If count is zero, read() may detect the errors described below. In
the absence of any errors, or if read() does not check for errors, a
read() with a count of 0 returns zero and has no other effects.
If count is greater than SSIZE_MAX, the result is unspecified.
So my question really is, why does the behavior happen? Is it a specification in the linux kernel that this should happen or is it a consequence of something else?
It's because you're reading from a POSIX tty in canonical mode (where backspace works before you press return to "submit" the line; that's all handled by the kernel's tty driver). Look up POSIX tty semantics / stty / ioctl. If you ran ./a.out < input.txt, you wouldn't see this behaviour.
Note that read() on a TTY will return without a newline if you hit control-d (the EOF tty control-sequence).

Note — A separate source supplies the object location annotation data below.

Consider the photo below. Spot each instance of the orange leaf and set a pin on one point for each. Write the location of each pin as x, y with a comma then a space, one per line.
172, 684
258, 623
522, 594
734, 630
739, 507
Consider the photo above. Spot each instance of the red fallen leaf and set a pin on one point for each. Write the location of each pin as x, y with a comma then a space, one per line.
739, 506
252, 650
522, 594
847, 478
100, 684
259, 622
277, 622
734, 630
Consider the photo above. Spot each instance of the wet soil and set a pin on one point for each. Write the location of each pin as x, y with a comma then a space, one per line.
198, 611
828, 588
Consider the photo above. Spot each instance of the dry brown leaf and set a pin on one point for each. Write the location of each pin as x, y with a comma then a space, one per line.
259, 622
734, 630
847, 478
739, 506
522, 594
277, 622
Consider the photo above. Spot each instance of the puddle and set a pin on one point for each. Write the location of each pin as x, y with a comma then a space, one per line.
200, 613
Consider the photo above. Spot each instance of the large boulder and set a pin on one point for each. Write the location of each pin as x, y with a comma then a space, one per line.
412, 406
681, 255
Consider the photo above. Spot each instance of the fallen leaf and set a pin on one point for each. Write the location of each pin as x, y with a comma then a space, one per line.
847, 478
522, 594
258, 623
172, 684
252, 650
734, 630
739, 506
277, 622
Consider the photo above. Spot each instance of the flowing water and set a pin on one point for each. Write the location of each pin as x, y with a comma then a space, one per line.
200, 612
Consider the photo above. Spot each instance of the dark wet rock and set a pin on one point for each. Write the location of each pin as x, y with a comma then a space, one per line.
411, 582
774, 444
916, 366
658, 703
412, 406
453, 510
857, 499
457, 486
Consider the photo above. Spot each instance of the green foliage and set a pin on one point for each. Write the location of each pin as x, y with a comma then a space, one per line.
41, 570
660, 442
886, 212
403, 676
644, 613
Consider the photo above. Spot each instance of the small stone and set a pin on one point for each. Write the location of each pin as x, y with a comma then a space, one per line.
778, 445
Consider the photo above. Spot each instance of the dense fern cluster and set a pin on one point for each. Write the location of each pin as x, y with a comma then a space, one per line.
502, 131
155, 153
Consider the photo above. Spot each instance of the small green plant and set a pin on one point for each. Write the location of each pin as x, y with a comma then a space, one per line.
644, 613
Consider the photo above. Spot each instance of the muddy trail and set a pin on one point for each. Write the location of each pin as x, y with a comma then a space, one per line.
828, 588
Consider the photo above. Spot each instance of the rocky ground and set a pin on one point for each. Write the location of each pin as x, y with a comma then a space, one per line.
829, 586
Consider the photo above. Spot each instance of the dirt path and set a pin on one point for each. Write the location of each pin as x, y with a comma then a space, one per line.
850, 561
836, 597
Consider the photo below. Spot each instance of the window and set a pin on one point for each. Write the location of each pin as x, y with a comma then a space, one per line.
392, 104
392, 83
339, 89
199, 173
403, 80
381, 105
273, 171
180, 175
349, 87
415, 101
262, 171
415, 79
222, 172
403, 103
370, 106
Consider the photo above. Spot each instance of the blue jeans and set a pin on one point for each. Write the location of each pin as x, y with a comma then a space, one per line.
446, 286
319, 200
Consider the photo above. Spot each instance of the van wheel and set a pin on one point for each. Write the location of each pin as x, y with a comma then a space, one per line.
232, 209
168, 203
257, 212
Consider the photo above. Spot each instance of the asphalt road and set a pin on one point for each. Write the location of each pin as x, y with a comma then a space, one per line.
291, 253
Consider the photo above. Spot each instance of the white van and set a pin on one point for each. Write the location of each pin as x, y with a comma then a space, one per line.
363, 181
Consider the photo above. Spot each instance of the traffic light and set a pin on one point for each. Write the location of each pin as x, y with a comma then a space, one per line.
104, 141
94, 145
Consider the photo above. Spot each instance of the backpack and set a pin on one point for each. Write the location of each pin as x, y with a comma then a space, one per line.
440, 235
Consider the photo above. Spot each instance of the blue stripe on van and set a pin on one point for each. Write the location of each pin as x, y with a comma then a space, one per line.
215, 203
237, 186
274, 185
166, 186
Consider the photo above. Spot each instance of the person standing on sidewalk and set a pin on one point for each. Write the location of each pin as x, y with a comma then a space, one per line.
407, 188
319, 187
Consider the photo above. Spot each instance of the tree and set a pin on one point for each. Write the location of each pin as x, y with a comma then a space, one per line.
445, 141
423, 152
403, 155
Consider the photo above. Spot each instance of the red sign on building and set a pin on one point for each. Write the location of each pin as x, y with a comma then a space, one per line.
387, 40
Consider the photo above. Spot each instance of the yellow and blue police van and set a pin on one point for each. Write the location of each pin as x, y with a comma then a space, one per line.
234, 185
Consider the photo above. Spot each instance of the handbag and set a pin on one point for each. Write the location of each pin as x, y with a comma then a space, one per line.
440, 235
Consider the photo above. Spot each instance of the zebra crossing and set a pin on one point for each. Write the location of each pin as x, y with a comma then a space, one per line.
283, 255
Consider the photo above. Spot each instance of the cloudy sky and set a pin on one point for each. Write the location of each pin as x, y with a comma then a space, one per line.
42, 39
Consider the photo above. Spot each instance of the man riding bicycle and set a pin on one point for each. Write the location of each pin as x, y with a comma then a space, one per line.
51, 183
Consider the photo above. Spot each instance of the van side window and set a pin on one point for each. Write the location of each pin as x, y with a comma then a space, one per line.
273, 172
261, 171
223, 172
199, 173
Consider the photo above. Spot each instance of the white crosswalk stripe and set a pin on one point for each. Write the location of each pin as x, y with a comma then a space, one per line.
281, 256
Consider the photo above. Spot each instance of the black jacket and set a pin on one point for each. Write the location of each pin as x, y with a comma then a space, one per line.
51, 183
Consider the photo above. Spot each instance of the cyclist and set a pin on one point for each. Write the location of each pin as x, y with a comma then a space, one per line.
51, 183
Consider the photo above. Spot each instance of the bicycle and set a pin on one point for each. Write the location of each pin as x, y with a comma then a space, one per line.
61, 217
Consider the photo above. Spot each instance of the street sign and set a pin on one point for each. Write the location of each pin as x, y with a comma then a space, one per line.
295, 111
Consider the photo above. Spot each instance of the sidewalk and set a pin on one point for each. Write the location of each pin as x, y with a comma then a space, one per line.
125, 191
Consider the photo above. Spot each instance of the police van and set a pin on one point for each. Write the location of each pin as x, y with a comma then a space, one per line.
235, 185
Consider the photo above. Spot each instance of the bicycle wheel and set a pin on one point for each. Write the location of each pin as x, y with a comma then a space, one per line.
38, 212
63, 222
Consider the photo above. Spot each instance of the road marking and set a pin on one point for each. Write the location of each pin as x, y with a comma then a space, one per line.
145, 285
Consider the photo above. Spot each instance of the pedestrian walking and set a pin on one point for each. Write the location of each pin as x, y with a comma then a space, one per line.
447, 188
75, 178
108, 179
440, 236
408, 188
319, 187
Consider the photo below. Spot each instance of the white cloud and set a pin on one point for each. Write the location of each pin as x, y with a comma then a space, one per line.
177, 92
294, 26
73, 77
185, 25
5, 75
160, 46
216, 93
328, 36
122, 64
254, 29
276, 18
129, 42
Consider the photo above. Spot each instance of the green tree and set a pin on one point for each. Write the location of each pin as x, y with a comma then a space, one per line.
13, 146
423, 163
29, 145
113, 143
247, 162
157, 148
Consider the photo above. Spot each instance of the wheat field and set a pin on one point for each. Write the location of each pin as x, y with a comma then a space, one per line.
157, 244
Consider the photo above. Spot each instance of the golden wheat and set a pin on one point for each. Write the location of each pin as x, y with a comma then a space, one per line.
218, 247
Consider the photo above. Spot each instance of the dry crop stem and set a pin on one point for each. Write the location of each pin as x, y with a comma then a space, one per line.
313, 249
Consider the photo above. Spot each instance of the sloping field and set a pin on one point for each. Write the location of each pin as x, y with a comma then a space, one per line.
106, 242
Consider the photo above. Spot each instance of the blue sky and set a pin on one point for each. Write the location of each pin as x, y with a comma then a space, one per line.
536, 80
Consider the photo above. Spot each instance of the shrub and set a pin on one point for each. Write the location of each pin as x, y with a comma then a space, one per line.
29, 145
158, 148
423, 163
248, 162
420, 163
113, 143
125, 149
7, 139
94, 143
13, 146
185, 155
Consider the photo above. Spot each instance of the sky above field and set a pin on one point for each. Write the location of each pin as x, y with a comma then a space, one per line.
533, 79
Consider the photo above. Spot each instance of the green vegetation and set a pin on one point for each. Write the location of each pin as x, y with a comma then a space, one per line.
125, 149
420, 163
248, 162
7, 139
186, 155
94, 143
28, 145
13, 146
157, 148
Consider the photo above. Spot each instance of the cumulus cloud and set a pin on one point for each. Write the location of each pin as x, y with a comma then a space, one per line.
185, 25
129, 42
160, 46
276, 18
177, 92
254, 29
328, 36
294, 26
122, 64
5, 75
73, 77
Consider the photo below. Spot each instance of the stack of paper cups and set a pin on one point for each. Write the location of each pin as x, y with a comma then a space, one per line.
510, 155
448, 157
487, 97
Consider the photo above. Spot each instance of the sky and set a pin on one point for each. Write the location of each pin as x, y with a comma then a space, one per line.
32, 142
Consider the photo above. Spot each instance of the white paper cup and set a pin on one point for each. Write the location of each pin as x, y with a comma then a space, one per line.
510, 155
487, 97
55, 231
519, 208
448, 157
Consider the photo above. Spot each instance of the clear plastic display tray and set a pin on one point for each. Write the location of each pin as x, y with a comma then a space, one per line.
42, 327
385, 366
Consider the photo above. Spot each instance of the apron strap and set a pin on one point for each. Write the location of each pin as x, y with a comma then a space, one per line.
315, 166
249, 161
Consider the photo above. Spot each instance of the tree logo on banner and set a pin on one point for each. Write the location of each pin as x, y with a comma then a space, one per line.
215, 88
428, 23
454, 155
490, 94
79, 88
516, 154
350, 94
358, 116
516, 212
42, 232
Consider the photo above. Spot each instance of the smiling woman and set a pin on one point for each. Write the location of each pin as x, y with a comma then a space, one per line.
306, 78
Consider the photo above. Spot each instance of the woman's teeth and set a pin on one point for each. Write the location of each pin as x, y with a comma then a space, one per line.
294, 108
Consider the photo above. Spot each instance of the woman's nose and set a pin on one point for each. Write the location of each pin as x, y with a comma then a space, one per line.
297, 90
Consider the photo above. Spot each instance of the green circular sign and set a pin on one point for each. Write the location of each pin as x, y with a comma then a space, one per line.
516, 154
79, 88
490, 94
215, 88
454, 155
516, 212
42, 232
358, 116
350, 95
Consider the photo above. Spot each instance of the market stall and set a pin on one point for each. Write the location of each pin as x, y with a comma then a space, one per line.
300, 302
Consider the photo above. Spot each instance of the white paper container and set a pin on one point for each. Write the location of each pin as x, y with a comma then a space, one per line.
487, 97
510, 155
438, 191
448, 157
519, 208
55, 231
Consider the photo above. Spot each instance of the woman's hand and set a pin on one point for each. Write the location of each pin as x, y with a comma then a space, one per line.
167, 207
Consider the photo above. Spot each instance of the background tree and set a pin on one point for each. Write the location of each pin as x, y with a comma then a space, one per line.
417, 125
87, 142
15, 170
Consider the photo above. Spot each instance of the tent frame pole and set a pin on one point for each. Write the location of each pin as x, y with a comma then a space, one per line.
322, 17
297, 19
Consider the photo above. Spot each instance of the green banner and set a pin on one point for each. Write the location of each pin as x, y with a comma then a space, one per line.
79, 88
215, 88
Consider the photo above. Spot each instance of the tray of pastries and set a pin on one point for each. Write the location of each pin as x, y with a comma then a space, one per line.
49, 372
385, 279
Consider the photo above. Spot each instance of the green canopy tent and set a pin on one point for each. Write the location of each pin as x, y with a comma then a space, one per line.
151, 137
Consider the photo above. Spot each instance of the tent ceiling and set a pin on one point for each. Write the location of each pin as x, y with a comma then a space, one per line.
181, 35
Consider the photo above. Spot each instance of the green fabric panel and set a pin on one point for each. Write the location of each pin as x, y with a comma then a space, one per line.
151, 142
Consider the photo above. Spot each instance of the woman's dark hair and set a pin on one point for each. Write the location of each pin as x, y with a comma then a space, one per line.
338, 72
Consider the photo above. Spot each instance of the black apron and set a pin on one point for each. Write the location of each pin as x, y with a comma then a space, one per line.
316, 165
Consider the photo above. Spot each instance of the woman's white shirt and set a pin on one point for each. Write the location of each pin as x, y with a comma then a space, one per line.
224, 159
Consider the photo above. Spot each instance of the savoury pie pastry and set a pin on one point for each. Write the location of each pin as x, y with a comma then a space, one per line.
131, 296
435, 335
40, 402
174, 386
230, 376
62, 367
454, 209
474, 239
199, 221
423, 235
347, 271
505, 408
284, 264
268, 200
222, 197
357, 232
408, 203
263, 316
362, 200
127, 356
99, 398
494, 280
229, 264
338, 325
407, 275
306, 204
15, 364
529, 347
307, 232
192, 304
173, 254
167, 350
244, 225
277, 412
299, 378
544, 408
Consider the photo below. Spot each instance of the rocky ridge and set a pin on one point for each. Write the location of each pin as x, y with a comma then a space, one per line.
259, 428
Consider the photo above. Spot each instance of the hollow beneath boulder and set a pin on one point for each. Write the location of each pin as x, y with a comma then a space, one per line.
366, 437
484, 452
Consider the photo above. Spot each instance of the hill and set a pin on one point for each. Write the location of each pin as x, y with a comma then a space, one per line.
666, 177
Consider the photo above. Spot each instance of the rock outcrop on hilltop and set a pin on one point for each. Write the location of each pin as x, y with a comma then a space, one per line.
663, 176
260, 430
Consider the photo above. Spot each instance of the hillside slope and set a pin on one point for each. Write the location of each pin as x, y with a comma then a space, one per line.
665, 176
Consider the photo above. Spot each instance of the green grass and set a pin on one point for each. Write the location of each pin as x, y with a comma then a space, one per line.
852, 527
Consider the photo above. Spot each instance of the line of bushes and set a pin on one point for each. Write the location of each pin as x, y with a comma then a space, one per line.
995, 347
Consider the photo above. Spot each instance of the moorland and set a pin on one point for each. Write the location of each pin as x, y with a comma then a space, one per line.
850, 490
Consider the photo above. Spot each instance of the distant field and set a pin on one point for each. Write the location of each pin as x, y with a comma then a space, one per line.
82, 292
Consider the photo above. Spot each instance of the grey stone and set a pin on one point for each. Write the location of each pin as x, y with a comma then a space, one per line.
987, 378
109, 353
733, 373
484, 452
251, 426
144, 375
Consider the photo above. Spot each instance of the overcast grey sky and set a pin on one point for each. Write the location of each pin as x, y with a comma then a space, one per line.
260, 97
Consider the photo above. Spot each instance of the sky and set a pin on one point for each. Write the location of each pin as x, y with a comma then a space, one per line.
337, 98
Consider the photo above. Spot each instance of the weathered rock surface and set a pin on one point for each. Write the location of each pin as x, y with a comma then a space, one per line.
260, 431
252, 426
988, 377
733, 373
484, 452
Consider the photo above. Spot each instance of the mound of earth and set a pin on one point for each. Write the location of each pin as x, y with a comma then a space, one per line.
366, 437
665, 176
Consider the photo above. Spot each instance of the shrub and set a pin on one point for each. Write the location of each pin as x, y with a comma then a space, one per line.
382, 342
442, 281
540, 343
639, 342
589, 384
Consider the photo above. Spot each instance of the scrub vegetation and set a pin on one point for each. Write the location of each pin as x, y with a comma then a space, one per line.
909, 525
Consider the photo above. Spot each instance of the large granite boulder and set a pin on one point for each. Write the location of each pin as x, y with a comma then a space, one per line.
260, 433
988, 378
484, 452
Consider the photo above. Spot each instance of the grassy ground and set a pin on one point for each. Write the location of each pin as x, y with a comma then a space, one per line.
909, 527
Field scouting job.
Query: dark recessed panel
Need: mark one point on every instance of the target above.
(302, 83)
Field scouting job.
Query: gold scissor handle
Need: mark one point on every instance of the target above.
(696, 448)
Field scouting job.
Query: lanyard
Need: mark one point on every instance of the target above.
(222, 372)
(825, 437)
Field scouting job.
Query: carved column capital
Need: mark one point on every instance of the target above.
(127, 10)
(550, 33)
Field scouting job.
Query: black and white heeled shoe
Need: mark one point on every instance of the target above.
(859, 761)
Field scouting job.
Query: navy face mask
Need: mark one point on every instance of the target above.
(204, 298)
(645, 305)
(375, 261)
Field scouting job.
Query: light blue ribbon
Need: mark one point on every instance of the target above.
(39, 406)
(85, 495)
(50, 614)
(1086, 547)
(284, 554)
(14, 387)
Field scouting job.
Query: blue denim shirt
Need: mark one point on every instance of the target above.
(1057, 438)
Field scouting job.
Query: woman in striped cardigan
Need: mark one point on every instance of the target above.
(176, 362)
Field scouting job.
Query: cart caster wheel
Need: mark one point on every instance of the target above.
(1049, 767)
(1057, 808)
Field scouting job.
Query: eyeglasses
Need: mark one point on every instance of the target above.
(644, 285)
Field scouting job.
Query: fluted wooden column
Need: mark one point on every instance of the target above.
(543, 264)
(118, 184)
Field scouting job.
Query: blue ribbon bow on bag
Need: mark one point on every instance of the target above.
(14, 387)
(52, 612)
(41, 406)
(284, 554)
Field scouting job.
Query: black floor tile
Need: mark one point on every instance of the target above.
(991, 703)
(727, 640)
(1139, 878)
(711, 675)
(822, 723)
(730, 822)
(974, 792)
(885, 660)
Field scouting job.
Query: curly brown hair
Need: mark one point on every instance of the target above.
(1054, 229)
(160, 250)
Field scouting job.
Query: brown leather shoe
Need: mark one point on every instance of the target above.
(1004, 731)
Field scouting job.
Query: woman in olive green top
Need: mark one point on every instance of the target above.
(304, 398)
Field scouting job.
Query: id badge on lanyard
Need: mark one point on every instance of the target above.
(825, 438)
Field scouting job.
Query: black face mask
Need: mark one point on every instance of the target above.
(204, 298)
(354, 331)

Assuming that read() reads whole lines is ok for a toy program, but don't start assuming that in anything that needs to be robust, even if you've checked that you're reading from a TTY. I forget what happens if the user pastes multiple lines of text into a terminal emulator. Quite probably they all end up in a single read() buffer.
See also my answer on a question about small read()s leaving unread data on the terminal: if you type more characters on one line than the read() buffer size, you'll need at least one more read system call to clear out the input.
As you noted, the read(2) libc function is just a thin wrapper around sys_read. The answer to this question really has nothing to do with assembly language, and is the same for systems programming in C (or any other language).
Further reading:
stty(1) man page: where you can change which control character does what.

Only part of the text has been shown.